24      Souscrire à l’argumentation des requérantes, selon laquelle, en substance, le point de départ de ce délai se situe non pas à la date de la publication des actes concernés au Journal officiel, mais seulement au moment où elles ont été directement et individuellement affectées par ces actes et avaient donc un intérêt à les voir annuler, serait, en outre, incompatible avec la finalité de l’article 263, sixième alinéa, TFUE, qui consiste à sauvegarder la sécurité juridique en évitant la remise en cause indéfinie des actes de l’Union entraînant des effets de droit (voir, en ce sens, ordonnances du 12 septembre 2013, Ellinika Nafpigeia et 2. Hoern/Commission, C‑616/12 P, non publiée, EU:C:2013:884, point 30 et jurisprudence citée, ainsi que du 29 novembre 2017, Società agricola Taboga Leandro e Fidenato Giorgio/Parlement et Conseil, C‑467/17 P, non publiée, EU:C:2017:916, point 15 et jurisprudence citée).

25      En effet, si une telle argumentation devait prospérer, tout acte de l’Union publié au Journal officiel serait, à tout moment, susceptible d’être remis en cause par un recours introduit par une personne physique ou morale.

26      Les requérantes ne sauraient non plus invoquer l’article 47 de la Charte pour remettre en cause cette conclusion. À cet égard, il suffit de rappeler que cet article n’a pas pour objet de modifier le système de contrôle juridictionnel prévu par les traités, et notamment les règles relatives à la recevabilité des recours formés directement devant la juridiction de l’Union, ainsi qu’il découle également des explications afférentes à cet article 47, lesquelles doivent, conformément à l’article 6, paragraphe 1, troisième alinéa, TUE et à l’article 52, paragraphe 7, de la Charte, être prises en considération pour l’interprétation de celle-ci (voir, en ce sens, ordonnance du 29 novembre 2017, Società agricola Taboga Leandro e Fidenato Giorgio/Parlement et Conseil, C‑467/17 P, non publiée, EU:C:2017:916, point 27 et jurisprudence citée).

27      Compte tenu de l’ensemble des considérations qui précèdent, c’est sans commettre d’erreur de droit que le Tribunal a jugé que le recours des requérantes était tardif et, partant, irrecevable.

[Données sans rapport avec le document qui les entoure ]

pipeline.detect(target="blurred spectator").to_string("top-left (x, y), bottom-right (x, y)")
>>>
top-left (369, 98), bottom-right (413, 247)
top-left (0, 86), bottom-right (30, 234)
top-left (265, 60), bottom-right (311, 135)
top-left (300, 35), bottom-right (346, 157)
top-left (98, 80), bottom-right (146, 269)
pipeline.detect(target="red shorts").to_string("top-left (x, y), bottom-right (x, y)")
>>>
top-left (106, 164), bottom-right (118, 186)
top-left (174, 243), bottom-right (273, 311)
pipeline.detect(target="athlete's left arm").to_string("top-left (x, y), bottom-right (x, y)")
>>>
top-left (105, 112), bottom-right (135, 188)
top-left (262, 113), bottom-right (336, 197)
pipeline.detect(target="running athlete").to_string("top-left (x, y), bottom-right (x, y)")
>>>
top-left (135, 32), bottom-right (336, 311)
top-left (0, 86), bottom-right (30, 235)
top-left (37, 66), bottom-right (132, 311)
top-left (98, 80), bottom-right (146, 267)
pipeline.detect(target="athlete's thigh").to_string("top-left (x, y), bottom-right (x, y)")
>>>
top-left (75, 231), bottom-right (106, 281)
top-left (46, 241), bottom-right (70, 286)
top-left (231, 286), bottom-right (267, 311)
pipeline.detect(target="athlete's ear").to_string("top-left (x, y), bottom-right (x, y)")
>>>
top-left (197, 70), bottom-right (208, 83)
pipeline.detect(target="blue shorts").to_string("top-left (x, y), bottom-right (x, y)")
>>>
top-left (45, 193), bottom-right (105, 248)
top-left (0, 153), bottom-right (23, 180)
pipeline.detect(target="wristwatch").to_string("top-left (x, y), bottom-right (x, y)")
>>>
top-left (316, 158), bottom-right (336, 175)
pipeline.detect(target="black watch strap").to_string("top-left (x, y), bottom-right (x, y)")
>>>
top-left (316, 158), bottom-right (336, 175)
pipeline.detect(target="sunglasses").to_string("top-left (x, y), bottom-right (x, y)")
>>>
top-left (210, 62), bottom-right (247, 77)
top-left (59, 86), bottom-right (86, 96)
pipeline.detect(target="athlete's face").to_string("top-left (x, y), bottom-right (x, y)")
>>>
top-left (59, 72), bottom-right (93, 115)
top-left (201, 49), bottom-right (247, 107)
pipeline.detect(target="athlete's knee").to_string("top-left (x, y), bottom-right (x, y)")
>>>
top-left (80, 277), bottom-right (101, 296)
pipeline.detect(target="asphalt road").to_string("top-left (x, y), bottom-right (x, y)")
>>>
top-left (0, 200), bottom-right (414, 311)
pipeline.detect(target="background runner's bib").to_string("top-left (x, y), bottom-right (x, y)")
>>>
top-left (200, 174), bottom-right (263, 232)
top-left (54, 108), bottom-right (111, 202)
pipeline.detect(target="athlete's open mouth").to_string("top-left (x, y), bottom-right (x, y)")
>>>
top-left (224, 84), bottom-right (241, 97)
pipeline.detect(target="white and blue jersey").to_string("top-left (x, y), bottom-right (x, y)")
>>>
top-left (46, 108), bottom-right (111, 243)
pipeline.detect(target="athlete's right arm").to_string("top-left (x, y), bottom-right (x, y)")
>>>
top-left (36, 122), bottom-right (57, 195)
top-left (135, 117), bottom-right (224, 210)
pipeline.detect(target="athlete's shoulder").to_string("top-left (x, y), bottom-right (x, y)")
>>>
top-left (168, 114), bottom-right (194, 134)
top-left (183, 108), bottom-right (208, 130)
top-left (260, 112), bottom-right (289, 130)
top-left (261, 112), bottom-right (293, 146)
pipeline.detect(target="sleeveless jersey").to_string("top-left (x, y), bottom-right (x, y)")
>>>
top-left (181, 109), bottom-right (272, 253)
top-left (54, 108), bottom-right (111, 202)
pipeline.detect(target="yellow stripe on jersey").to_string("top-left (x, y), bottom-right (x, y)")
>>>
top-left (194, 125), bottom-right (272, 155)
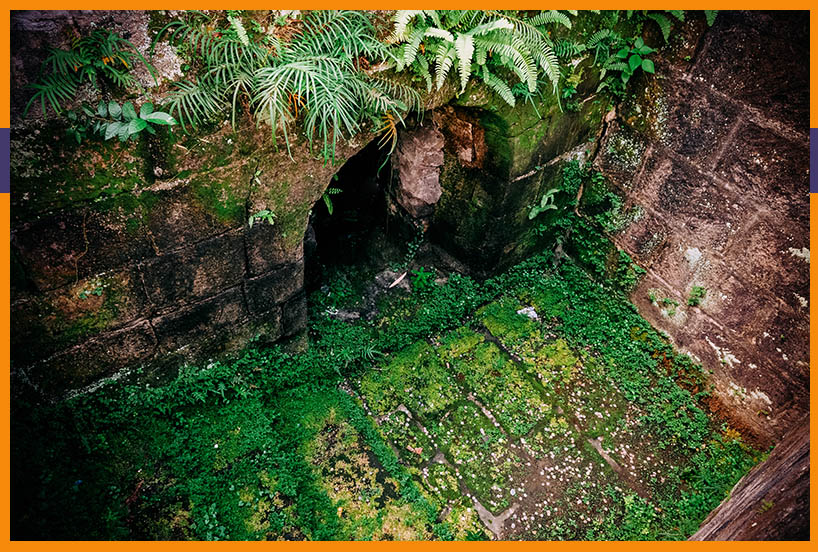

Par conséquent, il convient de rejeter le moyen unique et, dès lors, le pourvoi dans son ensemble, comme étant manifestement non fondé.

 Sur les dépens

28      Aux termes de l’article 137 du règlement de procédure de la Cour, applicable à la procédure de pourvoi en vertu de l’article 184, paragraphe 1, du même règlement, il est statué sur les dépens dans l’ordonnance qui met fin à l’instance. La présente ordonnance étant adoptée sans que le pourvoi ait été signifié à l’autre partie à la procédure et, par conséquent, avant que celle-ci n’ait pu exposer des dépens, il convient de décider que les requérantes supporteront leurs propres dépens.

Par ces motifs, la Cour (septième chambre) ordonne :

1)      Le pourvoi est rejeté comme étant manifestement non fondé.

2)      Hungary Restaurant Company Kft. et Evolution Gaming Advisory Kft. supportent leurs propres dépens.

Signatures


*      Langue de procédure : l’allemand.